For computing this in practice, you can use `scipy.signal.firwin`

. `firwin`

allows you to specify a window function; additionally, if you specify the `width`

parameter, you can directly set the transition bandwidth and it will calculate the appropriate value of `beta`

for your Kaiser window.

Now that we have a prototype filter computed using `scipy.signal.firwin`

, we need to create a set of $K$ analysis filters $h_k(n)$ and synthesis filters $g_k(n)$. Recall from the previous post that these are defined as follows in PQMF filter banks:

$$\begin{align*}h_k[n] &= h[n] \cos\left(\frac{\pi}{4K}\left(2k + 1\right)\left(2n - N + 1\right) + \Phi_k\right)\\g_k[n] &= h_k[N - 1 - n]\\\Phi_k &= (-1)^{k} \frac{\pi}{4}.\end{align*}$$

Computing this is not too hard, just a bit of arithmetic. The process of using these filters is then equivalent to standard convolution.

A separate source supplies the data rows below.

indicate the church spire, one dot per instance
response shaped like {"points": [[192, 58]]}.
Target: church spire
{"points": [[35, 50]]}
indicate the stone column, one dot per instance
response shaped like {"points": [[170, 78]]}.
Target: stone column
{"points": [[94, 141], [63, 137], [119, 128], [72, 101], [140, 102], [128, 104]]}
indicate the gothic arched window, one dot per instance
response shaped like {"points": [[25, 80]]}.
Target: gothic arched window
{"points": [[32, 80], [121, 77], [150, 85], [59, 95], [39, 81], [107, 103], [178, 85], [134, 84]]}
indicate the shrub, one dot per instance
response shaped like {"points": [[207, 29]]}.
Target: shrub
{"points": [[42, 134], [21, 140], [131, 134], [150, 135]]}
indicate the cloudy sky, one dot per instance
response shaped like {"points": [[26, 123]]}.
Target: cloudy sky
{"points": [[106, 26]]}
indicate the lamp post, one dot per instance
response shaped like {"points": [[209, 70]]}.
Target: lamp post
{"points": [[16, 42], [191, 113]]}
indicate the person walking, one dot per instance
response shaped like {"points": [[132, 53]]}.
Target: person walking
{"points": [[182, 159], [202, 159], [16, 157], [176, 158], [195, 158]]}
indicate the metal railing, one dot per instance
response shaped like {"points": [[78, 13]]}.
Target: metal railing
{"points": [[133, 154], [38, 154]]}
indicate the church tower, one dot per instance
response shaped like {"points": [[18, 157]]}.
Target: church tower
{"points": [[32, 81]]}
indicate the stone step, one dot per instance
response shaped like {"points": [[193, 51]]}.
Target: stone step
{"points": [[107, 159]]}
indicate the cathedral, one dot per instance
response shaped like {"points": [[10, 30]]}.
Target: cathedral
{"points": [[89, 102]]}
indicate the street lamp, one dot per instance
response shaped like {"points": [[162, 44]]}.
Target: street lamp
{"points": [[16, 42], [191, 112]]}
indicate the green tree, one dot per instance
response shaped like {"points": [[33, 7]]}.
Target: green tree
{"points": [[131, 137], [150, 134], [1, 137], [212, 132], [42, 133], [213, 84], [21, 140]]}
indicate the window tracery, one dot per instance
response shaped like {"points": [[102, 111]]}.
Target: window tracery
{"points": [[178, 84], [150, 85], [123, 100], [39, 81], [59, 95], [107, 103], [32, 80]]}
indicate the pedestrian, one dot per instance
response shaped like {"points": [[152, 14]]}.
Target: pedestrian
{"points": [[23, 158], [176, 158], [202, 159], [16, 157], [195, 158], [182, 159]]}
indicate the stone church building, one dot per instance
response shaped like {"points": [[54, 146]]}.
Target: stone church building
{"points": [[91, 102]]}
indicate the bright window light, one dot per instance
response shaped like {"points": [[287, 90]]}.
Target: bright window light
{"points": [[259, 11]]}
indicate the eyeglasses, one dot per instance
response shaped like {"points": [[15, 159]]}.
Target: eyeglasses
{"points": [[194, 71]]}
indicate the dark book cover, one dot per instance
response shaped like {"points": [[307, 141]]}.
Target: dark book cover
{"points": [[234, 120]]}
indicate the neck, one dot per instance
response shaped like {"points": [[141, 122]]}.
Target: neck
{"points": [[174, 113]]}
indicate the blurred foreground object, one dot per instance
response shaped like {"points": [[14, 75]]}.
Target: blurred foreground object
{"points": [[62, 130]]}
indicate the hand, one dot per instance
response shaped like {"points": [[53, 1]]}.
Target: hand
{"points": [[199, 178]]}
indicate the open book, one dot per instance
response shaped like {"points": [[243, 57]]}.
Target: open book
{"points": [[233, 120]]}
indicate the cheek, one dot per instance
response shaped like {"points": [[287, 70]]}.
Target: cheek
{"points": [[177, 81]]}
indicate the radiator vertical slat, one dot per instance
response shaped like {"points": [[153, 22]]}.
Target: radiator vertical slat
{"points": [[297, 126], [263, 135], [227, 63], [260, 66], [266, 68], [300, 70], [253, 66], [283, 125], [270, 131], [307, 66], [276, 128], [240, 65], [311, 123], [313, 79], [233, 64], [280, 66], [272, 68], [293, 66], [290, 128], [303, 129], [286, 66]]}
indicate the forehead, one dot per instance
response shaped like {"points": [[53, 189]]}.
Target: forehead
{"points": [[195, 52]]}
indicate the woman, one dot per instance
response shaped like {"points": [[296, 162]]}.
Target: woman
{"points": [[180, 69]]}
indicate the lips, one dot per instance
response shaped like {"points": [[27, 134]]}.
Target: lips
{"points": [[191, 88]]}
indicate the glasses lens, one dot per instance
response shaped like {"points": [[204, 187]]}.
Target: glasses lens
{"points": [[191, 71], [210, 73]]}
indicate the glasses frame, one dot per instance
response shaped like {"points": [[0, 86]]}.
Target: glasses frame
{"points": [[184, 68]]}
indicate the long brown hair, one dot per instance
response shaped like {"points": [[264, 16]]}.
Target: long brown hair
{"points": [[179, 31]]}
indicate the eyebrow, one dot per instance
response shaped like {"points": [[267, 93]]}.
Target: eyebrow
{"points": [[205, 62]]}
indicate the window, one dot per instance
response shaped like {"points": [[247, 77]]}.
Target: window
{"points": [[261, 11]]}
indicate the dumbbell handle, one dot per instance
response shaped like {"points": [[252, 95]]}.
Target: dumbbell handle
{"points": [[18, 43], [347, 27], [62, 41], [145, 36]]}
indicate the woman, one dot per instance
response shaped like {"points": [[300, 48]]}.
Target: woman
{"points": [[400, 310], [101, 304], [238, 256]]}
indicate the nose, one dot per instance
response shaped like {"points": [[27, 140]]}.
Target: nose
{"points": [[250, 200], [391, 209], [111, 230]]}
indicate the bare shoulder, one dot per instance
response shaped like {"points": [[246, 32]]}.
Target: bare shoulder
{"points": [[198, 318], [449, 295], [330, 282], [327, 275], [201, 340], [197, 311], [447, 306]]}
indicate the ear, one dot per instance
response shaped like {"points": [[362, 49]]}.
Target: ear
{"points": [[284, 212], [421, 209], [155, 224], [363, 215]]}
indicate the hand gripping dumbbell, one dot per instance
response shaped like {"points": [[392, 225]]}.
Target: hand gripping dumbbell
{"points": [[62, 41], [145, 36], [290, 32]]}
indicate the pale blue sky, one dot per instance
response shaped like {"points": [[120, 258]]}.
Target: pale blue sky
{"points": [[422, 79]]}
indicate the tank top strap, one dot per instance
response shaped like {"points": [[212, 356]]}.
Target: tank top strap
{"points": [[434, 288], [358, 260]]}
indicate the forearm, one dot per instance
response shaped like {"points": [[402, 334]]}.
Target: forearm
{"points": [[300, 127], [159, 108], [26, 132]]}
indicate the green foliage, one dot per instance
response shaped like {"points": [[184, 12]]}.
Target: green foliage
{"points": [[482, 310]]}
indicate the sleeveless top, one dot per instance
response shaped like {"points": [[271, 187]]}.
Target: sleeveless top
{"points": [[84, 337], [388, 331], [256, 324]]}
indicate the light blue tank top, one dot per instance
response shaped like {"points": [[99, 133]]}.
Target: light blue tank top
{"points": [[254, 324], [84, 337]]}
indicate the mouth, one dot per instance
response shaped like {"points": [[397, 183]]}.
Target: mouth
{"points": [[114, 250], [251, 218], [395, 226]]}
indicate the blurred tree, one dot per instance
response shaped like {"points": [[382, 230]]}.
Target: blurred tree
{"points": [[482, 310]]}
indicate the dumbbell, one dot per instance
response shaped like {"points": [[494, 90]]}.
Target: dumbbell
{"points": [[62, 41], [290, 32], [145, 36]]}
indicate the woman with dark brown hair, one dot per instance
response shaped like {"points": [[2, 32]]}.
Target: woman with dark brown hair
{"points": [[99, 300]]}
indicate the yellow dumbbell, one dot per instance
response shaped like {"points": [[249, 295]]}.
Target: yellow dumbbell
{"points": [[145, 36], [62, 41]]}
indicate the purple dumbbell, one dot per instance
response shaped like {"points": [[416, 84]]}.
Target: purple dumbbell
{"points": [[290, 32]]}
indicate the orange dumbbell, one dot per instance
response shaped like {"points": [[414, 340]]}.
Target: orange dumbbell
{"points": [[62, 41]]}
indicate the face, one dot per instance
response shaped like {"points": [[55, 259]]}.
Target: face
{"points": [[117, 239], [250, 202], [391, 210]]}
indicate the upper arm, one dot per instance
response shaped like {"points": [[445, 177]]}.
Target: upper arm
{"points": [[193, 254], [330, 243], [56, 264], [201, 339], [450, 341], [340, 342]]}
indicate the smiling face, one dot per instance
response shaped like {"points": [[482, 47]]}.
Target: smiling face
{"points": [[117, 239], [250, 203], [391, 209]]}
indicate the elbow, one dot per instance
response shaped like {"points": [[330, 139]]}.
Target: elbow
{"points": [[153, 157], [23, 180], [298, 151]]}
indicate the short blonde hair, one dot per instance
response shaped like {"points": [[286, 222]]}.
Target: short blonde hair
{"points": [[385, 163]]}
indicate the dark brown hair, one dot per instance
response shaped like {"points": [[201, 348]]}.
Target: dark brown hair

With the math out of the way, let's convert this to code. Warning – *don't* copy this code and run it. I haven't tested it and I haven't run it, so it won't be useful to you that way. Instead, view this as a formalization of what I wrote above and trace through the logic to understand it.

```
def create_prototype_filter(bands: int, cutoff: float) -> np.ndarray:
"""Create a prototype filter."""
transition_bandwidth = 0.9 * np.pi / 2 / bands
attenuation = 100 # dB
taps = int(2 * np.pi * (attenuation -7.95) / (14.36 * transition_bandwidth))
return scipy.signal.firwin(
taps, cutoff, width=transition_bandwidth, fs=2 * np.pi
)
def optimize_cutoff(bands: int) -> float:
"""Choose the best cutoff frequency."""
options = np.linspace(0.0, np.pi, 100000)
best_cutoff, best_objective = None, 1e9
for option in options:
h = create_prototype_filter(bands, option)
objective = np.abs(np.convolve(h, h[::-1])).max()
if objective < best_objective:
best_cutoff, best_objective = option, objective
return best_cutoff
def create_filter_bank(bands: int):
"""Create the entire filter bank."""
cutoff = optimize_cutoff(bands)
proto = create_prototype_filter(bands, cutoff)
taps = proto.size
h = np.zeros((bands, taps))
g = np.zeros((bands, taps))
factor = (np.pi / (2 * bands)) * (
np.arange(taps + 1) - ((taps - 1) / 2)
)
for k in range(bands):
scale = (2 * k + 1) * factor
phase = (-1) ** k * np.pi / 4
h[k] = 2 * proto * np.cos(scale + phase)
g[k] = 2 * proto * np.cos(scale - phase)
return h, g
```

All in all, as is often the case with mathematical ideas, the amount of *code* it takes to implement all of this is pretty small. Thank you additionally to @kan-bayashi who's Github repo was hugely helpful in tracing through some of the logic required.

This approach definitely raises additional questions, which I look forward to answering or seeing answered:

- How does the speed and quality depend on the number of bands, the number of taps, and the prototype filter used?
- Instead of using this method to design the prototype filter, can we learn the prototype filter as part of vocoder training?
- Do we need to use PQMF filters? Could we instead learn both analysis and synthesis filters entirely from scratch?

Definitely looking forward to seeing where all of this goes! I'm consistently impressed with the rapid progress in neural speech synthesis, so I'm sure the answers will come quickly.